The last queen standing gets the crown.
I went into this book with extremely low expectations – I’d heard people complain about the pacing, the number of characters, the plot, and so on. Having said that, I was pleasantly surprised by how much I enjoyed Three Dark Crowns!
The royalty trope is kind of played out in YA, but I thought that the premise of Three Dark Crowns was incredibly unique. Three Dark Crowns is about a set of triplets, each with a unique power: Mirabella is an elemental, Katharine is a poisoner, and Arsinoe is a naturalist. The three sisters were separated as children and fostered in three separate cities, each known for a specific talent, and spent a number of years nurturing (or failing to nurture) their gifts. During those years Mirabella blossomed, while both Katharine and Arsinoe failed to fully manifest their powers. When the three queens turn sixteen, the Ascension year begins, throughout which the sisters try to murder one another in order to be named the true queen.
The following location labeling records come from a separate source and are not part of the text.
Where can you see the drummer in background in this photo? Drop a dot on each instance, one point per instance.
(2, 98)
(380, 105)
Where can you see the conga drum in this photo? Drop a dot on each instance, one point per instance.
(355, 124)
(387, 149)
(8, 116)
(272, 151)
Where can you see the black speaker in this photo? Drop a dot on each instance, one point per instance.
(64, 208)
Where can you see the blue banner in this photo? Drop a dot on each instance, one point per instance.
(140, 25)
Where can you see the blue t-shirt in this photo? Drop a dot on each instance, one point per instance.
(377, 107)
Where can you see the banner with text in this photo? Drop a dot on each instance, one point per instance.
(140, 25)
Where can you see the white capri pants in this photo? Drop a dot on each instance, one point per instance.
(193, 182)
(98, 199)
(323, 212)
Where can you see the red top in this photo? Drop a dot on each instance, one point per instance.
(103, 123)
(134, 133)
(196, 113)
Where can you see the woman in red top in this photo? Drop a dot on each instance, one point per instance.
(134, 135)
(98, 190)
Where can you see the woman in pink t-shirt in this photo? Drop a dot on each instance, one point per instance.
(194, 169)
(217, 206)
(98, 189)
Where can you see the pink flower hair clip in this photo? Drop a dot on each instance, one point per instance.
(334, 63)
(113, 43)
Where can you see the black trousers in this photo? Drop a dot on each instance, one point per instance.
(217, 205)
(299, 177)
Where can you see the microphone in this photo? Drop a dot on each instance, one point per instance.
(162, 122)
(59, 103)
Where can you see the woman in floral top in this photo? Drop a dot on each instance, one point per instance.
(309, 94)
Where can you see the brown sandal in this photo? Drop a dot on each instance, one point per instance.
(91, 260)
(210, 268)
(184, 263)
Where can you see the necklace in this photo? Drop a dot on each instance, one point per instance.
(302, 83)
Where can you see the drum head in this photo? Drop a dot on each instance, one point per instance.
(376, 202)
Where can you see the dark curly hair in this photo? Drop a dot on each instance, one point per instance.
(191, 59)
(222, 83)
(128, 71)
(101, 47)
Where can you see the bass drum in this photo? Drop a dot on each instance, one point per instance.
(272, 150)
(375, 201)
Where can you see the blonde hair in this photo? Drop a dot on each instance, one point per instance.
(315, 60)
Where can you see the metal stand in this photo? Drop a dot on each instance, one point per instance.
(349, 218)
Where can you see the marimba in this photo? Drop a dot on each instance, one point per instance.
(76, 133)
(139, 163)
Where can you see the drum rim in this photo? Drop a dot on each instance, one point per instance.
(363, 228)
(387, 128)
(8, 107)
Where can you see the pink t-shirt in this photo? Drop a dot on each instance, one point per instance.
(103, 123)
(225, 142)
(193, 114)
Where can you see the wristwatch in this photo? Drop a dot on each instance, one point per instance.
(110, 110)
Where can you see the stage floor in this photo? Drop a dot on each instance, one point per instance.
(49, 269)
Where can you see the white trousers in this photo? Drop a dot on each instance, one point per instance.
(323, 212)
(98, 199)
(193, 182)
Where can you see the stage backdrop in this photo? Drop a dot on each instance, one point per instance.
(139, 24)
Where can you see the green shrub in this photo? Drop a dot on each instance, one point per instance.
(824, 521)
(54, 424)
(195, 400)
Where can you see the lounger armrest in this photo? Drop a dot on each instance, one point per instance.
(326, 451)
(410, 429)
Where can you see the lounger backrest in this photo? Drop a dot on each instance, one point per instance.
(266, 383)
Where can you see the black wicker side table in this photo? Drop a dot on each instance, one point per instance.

I think that most of the complaints about the pacing of the book are due to the fact that the majority of it was fairly character-driven. I actually didn’t mind the slower pacing, and thought it was kind of refreshing. It is true that the build-up to the Ascension was a bit on the slower side, but the last section of the book was very intense and it ended with quite the cliffhanger. So, I think the next book will be faster-paced now that the real action has started.
There were some really intriguing characters in Three Dark Crowns – like Natalia, the head of the poisoner faction and Katharine’s guardian, and Elizabeth, a novice at the temple who is secretly a naturalist. However, the sheer number of extraneous characters meant that many of those potentially interesting secondary characters were not given the attention they deserved.
My main gripe with this book was the romantic aspect – there was insta-love by page 15 and it featured the dreaded love triangle. I was glad that the romances didn’t overshadow the plot, because they were fairly boring and predictable.
Nevertheless, I enjoyed reading Three Dark Crowns and, thanks to that cliffhanger, am anxiously awaiting its sequel!